CANMORE – Former Olympian Brittany Webster is trading the Bow River for Lake Okanagan, starting new chapters for herself and the Rundle Mountain Cycling Club (RMCC).
The former RMCC coach moved late last month to Kelowna for kinesiology studies at Okanagan College.
During Webster’s three years mentoring youth and teen athletes at RMCC, she brought an “Olympic-level attitude” to the program, which helped spark breakout performances from local racers Eva Poidevin, Logan Sadesky and Jack Menzies, among others, on national and provincial levels.
But the funny thing about Webster turning to coaching is she was strictly against it – at least at first.
“I told myself when I stopped (cross-country) skiing (after the 2014 Sochi Games) that I never wanted to be a coach,” she said.
But when an opportunity to assist in coaching with RMCC’s youth program came up in 2015, she warmed to the idea.
It ended up being a life-changing decision for the former Olympian and, as Webster puts it, “they made me eat my words” about coaching.
“I stepped in with the programming on an as needed basis and totally loved it,” she said. “Whether they know it or not, they helped me realize I love coaching and helping people.”
Her post-secondary program in kinesiology, with which she hopes leads to a career in physiotherapy, is an extension of that love for coaching and helping others achieve their goals.
Former RMCC president James Kendal is sad to see Webster leave the club and said she brought an Olympic-level approach as a coach, but still combined her style with a fun atmosphere for the riders.
“She was pretty hands-on and rode with them and pushed them and wasn’t just doing it from the sidelines,” Kendal said. “She advanced the level of racing with our youth that in the past had only been seen with adult racers.”
Taking over for Webster is Ian Murray, a well-known cyclist in the community.
“I’m looking forward to building off the great job Brittany has done,” Murray said in a June 2018 interview with the Outlook.
Working alongside RMCC athletes on a daily basis, helping propel them to the next level of their young racing careers was like second nature to Webster.

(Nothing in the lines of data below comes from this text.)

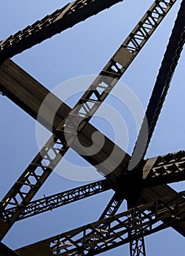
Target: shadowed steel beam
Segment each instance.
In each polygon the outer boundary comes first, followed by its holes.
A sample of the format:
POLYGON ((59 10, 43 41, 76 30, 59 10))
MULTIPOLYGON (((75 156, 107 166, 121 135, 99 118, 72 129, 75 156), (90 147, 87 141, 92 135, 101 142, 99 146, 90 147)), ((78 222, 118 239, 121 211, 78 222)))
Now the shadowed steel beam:
POLYGON ((145 156, 184 42, 185 1, 182 1, 128 166, 129 170, 139 165, 145 156))
POLYGON ((184 220, 184 207, 185 192, 175 193, 20 248, 16 252, 21 256, 37 256, 39 252, 40 256, 75 254, 96 255, 125 244, 130 239, 138 239, 184 220), (140 213, 140 223, 136 212, 140 213), (161 220, 163 223, 161 223, 161 220), (101 228, 101 226, 107 227, 101 228), (132 237, 129 236, 131 230, 137 230, 132 237), (94 249, 92 254, 90 249, 92 246, 94 249), (44 250, 44 254, 42 250, 44 250))
POLYGON ((7 247, 3 243, 0 243, 0 256, 20 256, 20 255, 7 247))
POLYGON ((185 180, 185 151, 148 159, 143 170, 143 186, 149 187, 185 180))
POLYGON ((122 1, 73 1, 0 42, 1 62, 122 1))
MULTIPOLYGON (((105 192, 108 190, 108 189, 103 187, 103 180, 90 183, 87 185, 78 187, 50 196, 44 196, 42 198, 31 201, 19 215, 17 221, 47 211, 52 211, 56 208, 105 192)), ((11 216, 16 211, 17 208, 17 206, 8 209, 7 214, 9 218, 11 218, 11 216)))
MULTIPOLYGON (((50 175, 175 2, 175 0, 154 1, 70 112, 68 118, 60 124, 54 135, 3 198, 0 206, 1 238, 5 236, 50 175), (17 204, 19 208, 9 219, 8 208, 17 204)), ((103 170, 102 173, 106 176, 110 170, 103 170)))

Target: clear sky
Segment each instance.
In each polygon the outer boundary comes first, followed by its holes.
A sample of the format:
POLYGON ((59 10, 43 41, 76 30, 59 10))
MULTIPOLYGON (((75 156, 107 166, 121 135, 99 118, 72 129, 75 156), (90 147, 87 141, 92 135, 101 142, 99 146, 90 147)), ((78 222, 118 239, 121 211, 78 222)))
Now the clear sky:
MULTIPOLYGON (((66 4, 67 1, 4 1, 0 10, 0 39, 23 29, 66 4)), ((129 86, 146 109, 152 86, 162 59, 181 1, 178 1, 128 70, 122 82, 129 86)), ((93 16, 72 29, 36 45, 12 59, 50 90, 76 77, 96 75, 105 66, 120 44, 141 19, 152 1, 125 0, 93 16)), ((184 149, 184 53, 182 53, 164 105, 147 157, 184 149)), ((87 85, 87 88, 88 85, 87 85)), ((122 97, 122 95, 119 95, 122 97)), ((106 101, 109 104, 109 99, 106 101)), ((117 106, 115 106, 116 108, 117 106)), ((0 97, 1 112, 1 179, 2 198, 38 152, 36 122, 6 97, 0 97)), ((129 117, 120 113, 127 129, 132 130, 129 117)), ((95 125, 98 121, 92 121, 95 125)), ((114 124, 111 124, 114 127, 114 124)), ((103 124, 98 129, 112 140, 114 136, 103 124)), ((114 129, 114 127, 113 127, 114 129)), ((120 136, 119 145, 124 140, 120 136)), ((135 130, 129 133, 127 151, 132 152, 135 130)), ((66 156, 74 155, 69 152, 66 156)), ((77 157, 79 165, 84 161, 77 157)), ((62 165, 62 164, 61 164, 62 165)), ((86 165, 85 165, 86 166, 86 165)), ((88 166, 88 165, 87 165, 88 166)), ((62 167, 62 165, 61 165, 62 167)), ((66 168, 65 165, 63 167, 66 168)), ((52 173, 35 198, 49 195, 84 184, 52 173)), ((173 185, 184 189, 184 182, 173 185)), ((36 242, 98 219, 112 192, 98 195, 71 205, 18 222, 6 236, 4 242, 13 249, 36 242)), ((121 210, 123 211, 124 206, 121 210)), ((184 238, 169 228, 146 238, 146 252, 150 256, 183 255, 184 238)), ((102 255, 128 255, 125 245, 102 255)))

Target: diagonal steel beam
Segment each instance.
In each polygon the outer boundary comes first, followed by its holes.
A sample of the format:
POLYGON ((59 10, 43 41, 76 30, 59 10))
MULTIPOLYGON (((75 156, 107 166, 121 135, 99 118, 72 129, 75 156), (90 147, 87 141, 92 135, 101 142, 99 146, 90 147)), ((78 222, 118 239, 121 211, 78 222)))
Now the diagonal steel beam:
MULTIPOLYGON (((35 216, 47 211, 66 206, 68 203, 87 198, 92 195, 103 192, 108 188, 103 187, 104 181, 96 181, 64 191, 50 196, 30 202, 26 208, 19 215, 17 221, 35 216)), ((18 206, 14 206, 8 209, 9 217, 13 215, 18 206)))
POLYGON ((20 255, 3 243, 0 243, 0 256, 20 256, 20 255))
POLYGON ((1 62, 122 1, 73 1, 0 42, 1 62))
POLYGON ((21 256, 37 256, 39 252, 41 256, 96 255, 132 239, 163 230, 184 218, 184 191, 20 248, 16 252, 21 256), (140 213, 139 224, 138 212, 140 213), (101 228, 101 226, 106 227, 101 228), (129 234, 132 230, 137 233, 130 237, 129 234), (92 254, 92 247, 94 248, 92 254))

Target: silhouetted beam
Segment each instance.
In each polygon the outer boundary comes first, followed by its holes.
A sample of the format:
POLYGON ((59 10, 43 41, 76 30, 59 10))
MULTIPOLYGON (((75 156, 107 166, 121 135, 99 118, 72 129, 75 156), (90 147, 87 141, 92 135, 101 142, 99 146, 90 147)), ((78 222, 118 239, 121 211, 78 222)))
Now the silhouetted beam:
POLYGON ((175 193, 20 248, 16 252, 21 256, 96 255, 184 220, 184 209, 185 192, 175 193), (154 211, 153 208, 155 208, 154 211), (139 225, 138 219, 135 219, 136 212, 140 213, 139 225), (107 227, 101 228, 101 226, 107 227), (137 233, 130 237, 129 235, 132 230, 137 230, 137 233), (92 247, 94 248, 92 254, 90 252, 92 247))
MULTIPOLYGON (((30 202, 26 208, 19 215, 17 221, 35 216, 47 211, 52 211, 56 208, 66 206, 68 203, 76 202, 81 199, 87 198, 92 195, 101 193, 108 190, 103 187, 104 181, 90 183, 87 185, 81 186, 64 191, 55 195, 44 197, 38 200, 30 202)), ((17 210, 17 206, 8 209, 9 217, 17 210)))
POLYGON ((7 247, 5 244, 0 243, 0 256, 20 256, 20 255, 7 247))
POLYGON ((143 174, 143 186, 147 187, 184 181, 185 151, 147 159, 143 174))
POLYGON ((136 164, 139 165, 145 156, 184 42, 185 1, 182 1, 129 164, 129 170, 133 170, 136 164))
POLYGON ((75 0, 0 42, 0 61, 123 0, 75 0))
MULTIPOLYGON (((47 142, 15 184, 3 198, 0 206, 1 210, 1 218, 0 219, 1 238, 3 238, 8 232, 18 218, 19 214, 26 207, 50 175, 53 168, 68 151, 69 146, 71 146, 71 143, 75 141, 76 139, 75 134, 76 128, 78 128, 77 133, 80 133, 92 115, 108 96, 175 1, 175 0, 168 2, 164 1, 154 1, 76 103, 70 115, 68 115, 67 122, 63 121, 60 124, 57 129, 57 132, 55 132, 53 137, 50 138, 47 142), (80 125, 77 127, 76 127, 76 123, 79 122, 80 125), (66 138, 64 138, 64 131, 65 135, 66 134, 70 135, 68 143, 66 141, 66 138), (51 153, 54 157, 50 157, 51 153), (43 161, 44 159, 44 161, 43 161), (7 211, 12 205, 17 205, 17 203, 20 206, 19 208, 9 219, 7 211)), ((85 151, 87 150, 87 148, 85 149, 85 151)), ((110 166, 110 161, 107 167, 107 169, 103 168, 103 170, 101 171, 104 175, 110 173, 110 168, 112 168, 110 166)), ((118 176, 117 176, 117 178, 118 176)))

She said it was a positive experience to give athletes a trajectory to follow.
“They all achieved their goals and I’m satisfied I made that happen for them and without this program they wouldn’t have gone where they did go,” Webster said.
In the beginning, Webster kept the program simple. She would deliver training programs to up-and-comers Sadesky and Poidevin for the off-season and come June, full-time training would kick it.
Webster was able to get her athletes exposed to other racers outside the province as she knew mountain bike nationals would be held in Canmore in 2017 and 2018, where the best in Canada faced off.
“We transitioned in hiring a strength and conditioning coach, started doing more technical stuff, and the program developed into a full-time race team,” Webster said.
“The team as a whole was super strong. They became the best mountain bike team in the province pretty quickly.”
Under Webster, the teen riders eventually became the RMCC-R Express Race Team.
“Basically, this whole team has become something all the young athletes can aspire to be like … a foundation has been laid in place for all young riders now to have the opportunity to be able to work with a full-time coach and compete with the best riders in Canada.”